CM 6: Audioblog - Julie Ross - Parents as Inspirers

CM 6: Audioblog - Julie Ross - Parents as Inspirers

Show Transcript:

CM EP 6 Julie Ross

JULIE – Welcome to the Charlotte Mason show, a podcast dedicated to discussing Ms. Mason’s philosophy, principles, and methods. It is our hope that each episode will leave you inspired and offer practical wisdom on how to provide this rich living education in your modern homeschool.

So, pull up a chair, we’re glad you’re here.

Today’s episode of the Charlotte Mason show is brought to you by Medi-Share. Find out more about this Christian alternative to traditional health insurance at medishare.com.

Hello, welcome back to the Charlotte Mason show. I’m your host, Julie Ross, and today I’m going to be reading a part of Parents and Children, which is Volume 2 of Charlotte Mason’s original homeschooling series.

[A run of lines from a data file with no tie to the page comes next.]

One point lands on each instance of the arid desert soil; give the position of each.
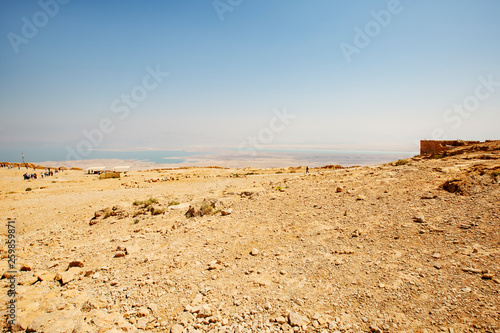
(409, 246)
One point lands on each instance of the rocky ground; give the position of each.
(410, 246)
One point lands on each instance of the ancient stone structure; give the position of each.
(428, 147)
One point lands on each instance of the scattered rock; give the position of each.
(75, 263)
(419, 218)
(177, 328)
(296, 319)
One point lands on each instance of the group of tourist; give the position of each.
(43, 174)
(9, 166)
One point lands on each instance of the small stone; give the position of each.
(296, 319)
(25, 267)
(69, 275)
(177, 328)
(419, 218)
(197, 299)
(45, 276)
(225, 212)
(185, 318)
(75, 263)
(119, 254)
(143, 312)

So, these are Charlotte Mason’s words and the title of this part is Parents as Inspirers. And I found that this article is very inspiring, and I hope that it will be so for you as well.

Sow an act, reap a habit. Sow a habit, reap a character. Sow a character, reap a destiny.

My last paper closed with an imperfect summary of what we may call the educational functions of parents. We found that it rests with the parents of the child to settle for the future man his ways of thinking, behaving, feeling, acting. His disposition, his particular talent, the manner of things upon which his thoughts shall run. Who shall fix limitations to the power of parents?

This destiny of the child is ruled by his parents because they have the virgin soil all to themselves. The first sowing must be at their hands or at the hands of such as they choose to depute.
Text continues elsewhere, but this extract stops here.